Block type 8x8 4x8 8x4 4x4 2x4 4x2 2x2
Keyframe
Keyblock 110 n/a n/a n/a n/a n/a n/a
HorizontalCut 00 0 n/a 01 1 n/a n/a
VerticalCut 01 n/a 0 10 n/a 1 n/a
CrossCut 10 n/a n/a 11 n/a n/a n/a
Motion 111 1 1 00 0 0 n/a
Interframe
Keyblock 011 n/a n/a n/a n/a n/a n/a
HorizontalCut 100 10 n/a 101 111 n/a n/a
VerticalCut 101 n/a 10 110 n/a 111 n/a
CrossCut 1110 n/a n/a 111 n/a n/a n/a
Skip 110 11 11 100 110 110 11
ShortMotion 00 00 00 00 0 0 0
Motion 010 01 01 01 10 10 10
  • HorizontalCut splits the block horizontally, producing two subblocks of smaller height. Each one then processed recursively.
  • VerticalCut is identical to HorizontalCut, but splits the block vertically.
  • Skip simply copies the block from the previous frame.
  • ShortMotion copies block from previous frame, using the spiral-encoded motion.

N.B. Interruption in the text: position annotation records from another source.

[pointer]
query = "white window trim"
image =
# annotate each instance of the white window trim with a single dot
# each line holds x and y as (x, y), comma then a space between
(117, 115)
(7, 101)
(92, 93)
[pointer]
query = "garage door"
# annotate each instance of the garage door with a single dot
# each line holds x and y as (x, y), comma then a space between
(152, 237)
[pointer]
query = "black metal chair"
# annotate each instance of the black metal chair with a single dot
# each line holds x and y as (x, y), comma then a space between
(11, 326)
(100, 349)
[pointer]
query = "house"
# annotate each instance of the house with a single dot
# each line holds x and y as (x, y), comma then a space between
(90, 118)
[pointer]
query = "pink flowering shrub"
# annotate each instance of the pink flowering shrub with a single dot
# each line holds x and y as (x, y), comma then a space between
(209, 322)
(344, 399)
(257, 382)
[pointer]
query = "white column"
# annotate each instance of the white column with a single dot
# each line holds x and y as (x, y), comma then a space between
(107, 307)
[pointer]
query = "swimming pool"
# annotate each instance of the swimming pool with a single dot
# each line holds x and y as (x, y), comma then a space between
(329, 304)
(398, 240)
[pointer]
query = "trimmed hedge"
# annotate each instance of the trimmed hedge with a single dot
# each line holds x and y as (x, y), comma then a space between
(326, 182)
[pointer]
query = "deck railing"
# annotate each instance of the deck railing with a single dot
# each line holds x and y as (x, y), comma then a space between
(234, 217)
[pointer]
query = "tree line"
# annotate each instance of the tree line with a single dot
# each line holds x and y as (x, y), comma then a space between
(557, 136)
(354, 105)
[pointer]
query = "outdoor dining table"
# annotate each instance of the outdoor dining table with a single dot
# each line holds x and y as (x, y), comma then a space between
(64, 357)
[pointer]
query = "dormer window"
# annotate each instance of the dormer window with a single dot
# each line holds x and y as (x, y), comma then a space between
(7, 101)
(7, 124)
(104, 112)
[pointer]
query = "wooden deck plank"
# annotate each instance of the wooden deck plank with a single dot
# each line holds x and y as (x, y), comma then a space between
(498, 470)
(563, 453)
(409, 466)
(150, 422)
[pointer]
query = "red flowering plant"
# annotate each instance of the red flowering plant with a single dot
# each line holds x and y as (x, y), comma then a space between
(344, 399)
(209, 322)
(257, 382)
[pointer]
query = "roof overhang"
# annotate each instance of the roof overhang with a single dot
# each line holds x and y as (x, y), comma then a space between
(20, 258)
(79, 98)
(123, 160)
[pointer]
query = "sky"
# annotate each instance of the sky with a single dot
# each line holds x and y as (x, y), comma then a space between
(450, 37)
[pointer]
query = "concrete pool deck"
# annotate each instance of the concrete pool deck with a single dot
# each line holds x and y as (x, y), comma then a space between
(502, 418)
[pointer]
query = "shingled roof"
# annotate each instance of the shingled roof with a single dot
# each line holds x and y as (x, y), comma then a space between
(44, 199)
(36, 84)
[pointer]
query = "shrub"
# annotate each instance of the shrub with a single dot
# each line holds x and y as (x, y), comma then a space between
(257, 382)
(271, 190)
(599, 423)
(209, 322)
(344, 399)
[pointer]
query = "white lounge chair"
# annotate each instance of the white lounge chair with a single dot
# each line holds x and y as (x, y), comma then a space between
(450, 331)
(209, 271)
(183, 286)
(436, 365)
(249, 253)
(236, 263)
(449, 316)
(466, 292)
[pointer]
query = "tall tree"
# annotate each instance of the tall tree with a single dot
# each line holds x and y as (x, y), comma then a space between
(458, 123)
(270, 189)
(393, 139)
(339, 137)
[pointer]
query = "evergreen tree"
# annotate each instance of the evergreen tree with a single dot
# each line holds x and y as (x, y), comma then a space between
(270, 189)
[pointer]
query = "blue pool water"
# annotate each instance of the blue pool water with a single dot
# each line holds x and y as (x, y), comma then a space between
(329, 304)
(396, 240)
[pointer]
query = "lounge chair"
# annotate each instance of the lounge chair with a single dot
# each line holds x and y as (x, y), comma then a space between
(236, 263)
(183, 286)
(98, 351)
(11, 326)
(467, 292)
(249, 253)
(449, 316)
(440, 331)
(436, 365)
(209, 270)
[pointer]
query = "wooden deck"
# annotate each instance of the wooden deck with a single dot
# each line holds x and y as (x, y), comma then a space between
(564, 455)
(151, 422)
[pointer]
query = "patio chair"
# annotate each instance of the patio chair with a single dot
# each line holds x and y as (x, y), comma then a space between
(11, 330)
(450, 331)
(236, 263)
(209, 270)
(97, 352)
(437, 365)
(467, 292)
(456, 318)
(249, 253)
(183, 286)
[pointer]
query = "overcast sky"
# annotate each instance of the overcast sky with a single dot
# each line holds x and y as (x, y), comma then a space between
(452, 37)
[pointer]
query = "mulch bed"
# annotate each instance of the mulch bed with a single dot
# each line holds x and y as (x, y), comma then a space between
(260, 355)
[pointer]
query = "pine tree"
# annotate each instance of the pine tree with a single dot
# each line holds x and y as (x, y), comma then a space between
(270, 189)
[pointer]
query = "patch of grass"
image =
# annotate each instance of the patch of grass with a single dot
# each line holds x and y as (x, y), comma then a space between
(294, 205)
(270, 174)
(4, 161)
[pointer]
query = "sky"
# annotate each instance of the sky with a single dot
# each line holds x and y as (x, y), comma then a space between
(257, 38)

Unlike regular motion, short motion is relative to subblock's coordinates, not the whole macroblock. Read ShortMotion index, then obtain block's relative coordinates as per illustration:

HNM6Spiral.png

  • Motion blocks are similar to WARP motion block, with minor enhancements:
    • For keyframe motion is the same as for WARP, with the exception for blocks smaller than 4x4. For such blocks:
      • transformation mode = bits 12.14 of motion
      • xmotion = 63 - (bits 0..6 of motion)
      • ymotion = 6 - (bits 7..11 of motion)
    • Keyframe's 2x2 blocks are always motion-coded as above.
    • For interframe motion is different. For blocks 4x4 and larger:
      • transformation mode = next 3 bits from bitbuffer
      • if bit 15 of motion is zero then source is the previous frame, current frame otherwise
      • xmotion = 128 - (bits 7..14 of motion)
      • ymotion = (if from previous frame then 64, otherwise if block is not 8x8, then 4) - (bits 0..6 of motion)
    • For blocks smaller than 4x4:
      • if bit 15 of motion is zero then source is the previous frame, current frame otherwise
      • if from current frame - same as for keyframe, see above. for previous frame:
      • transformation mode = next 3 bits from bitbuffer
      • xmotion = 31 - (bits 0..5 of motion)
      • ymotion = 31 - (bits 6..11 of motion)
    • Don't forget to wrap x motion around the line if it goes out of frame.

Block transformation

During block copying, it can be additionally transformed. Transformation modes:

0 - Normal copy

Copy block as is.

1 - Horizontal flip

Swap left and right:

abc -> cba

2 - Vertical flip

Swap up and down:

a    c
b -> b
c    a

3 - Cross flip

Swap both up-down and left-right:

ab    fe
cd -> dc
ef    ba

4 - Forward flip

Swap block around / :

ab -> db 
cd    ca

5 - Forward rotate

Rotate block 90 degrees clockwise:

ab    eca    fe
cd -> fdb -> dc
ef           ba

6 - Backward rotate

Rotate block 90 degrees counterclockwise:

ab    bdf    fe
cd -> ace -> dc
ef           ba

7 - Backward flip

Swap block around \ :

ab -> ac
cd    bd

Bitexact decoding

While you can use stock JPEG routines to decode Key-blocks, if you want to produce bitexact output you need to use very specific code to do so.